If A is diagonalizable, is $p(A)$ diagonalizable?

Question

Problem: Let $A$ any $n\times n$ diagonalizable matrix. Is $p(A)$ diagonalizable for any polynomial p(x)?

My attempt: I set $$p(x)=a_nx^n+a_{n-1}x^{n-1}+\cdots+a_1x+a_0$$ I know that a matrix is diagonalizable iff there are n linearly independent eigenvectors.
So I set $Ax=qx$ (q is eigenvalue), and after some substituting, i got $$q(A)x=q(p)x$$ This is the part where I got stuck.

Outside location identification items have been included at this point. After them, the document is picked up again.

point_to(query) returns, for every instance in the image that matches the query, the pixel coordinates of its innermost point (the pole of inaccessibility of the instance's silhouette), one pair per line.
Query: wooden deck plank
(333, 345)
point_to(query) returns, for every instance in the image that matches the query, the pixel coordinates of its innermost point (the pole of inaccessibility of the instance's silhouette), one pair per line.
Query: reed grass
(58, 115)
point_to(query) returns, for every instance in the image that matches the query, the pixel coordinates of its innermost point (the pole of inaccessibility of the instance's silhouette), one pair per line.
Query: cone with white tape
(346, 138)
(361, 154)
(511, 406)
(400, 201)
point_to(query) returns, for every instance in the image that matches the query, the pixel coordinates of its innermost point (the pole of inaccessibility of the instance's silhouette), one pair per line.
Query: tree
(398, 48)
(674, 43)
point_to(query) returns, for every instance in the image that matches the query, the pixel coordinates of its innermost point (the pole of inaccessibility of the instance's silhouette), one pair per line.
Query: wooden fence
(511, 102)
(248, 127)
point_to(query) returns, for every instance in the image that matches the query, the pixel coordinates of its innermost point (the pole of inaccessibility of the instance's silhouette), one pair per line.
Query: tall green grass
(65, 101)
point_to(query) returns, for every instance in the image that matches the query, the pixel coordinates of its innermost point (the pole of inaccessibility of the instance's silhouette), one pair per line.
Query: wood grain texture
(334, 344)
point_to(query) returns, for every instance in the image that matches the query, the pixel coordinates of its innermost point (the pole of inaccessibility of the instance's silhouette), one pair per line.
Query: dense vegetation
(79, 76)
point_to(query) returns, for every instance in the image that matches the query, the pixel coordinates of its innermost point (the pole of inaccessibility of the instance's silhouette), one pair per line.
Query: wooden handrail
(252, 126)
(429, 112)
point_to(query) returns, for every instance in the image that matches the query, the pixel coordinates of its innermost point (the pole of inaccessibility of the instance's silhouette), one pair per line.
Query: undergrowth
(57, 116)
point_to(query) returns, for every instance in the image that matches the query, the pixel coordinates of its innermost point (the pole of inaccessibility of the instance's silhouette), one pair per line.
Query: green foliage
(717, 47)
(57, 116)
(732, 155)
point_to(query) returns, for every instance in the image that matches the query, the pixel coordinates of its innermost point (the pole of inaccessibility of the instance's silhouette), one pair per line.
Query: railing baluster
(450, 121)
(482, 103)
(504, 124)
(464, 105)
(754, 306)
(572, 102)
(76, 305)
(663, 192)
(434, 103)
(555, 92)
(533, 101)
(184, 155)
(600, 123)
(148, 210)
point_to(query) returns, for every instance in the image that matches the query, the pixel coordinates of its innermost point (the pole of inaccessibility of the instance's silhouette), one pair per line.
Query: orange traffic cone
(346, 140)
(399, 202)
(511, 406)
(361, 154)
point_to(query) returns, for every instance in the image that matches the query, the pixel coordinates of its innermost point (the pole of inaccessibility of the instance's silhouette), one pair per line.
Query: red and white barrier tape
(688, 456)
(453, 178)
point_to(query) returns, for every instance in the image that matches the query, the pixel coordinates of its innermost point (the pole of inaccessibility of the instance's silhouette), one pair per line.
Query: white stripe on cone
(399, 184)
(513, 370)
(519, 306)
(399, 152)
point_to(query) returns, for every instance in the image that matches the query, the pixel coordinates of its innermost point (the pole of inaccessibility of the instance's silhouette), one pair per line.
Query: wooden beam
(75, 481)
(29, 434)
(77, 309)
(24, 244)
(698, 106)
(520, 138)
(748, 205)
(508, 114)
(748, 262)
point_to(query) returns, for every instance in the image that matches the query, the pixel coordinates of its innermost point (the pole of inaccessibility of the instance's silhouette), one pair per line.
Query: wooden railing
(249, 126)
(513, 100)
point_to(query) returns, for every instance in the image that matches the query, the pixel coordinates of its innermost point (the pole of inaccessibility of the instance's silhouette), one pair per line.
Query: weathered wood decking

I get a feeling that I should divide cases when A has n linearly independent eigenvectors by having n distinct eigenvalues, or if it has an eigenvalue with geometric multiplicity larger than $1$… Any hint please?

Answer 1

If $M$ is such that $M^{-1}AM$ is equal to some diagonal matrix $D$, then $p(M^{-1}AM)=M^{-1}p(A)M$, which is a sum of diagonal matrices. More precisely, if$$p(x)=a_nx^n+a_{n-1}x^{n-1}+\cdots+a_1x+a_0,$$then$$p(M^{-1}AM)=a_nD^n+a_{n-1}D^{n-1}+\cdots+a_1D+a_0\operatorname{Id}.$$Therefore, $p(M^{-1}AM)$ is a diagonal matrix too.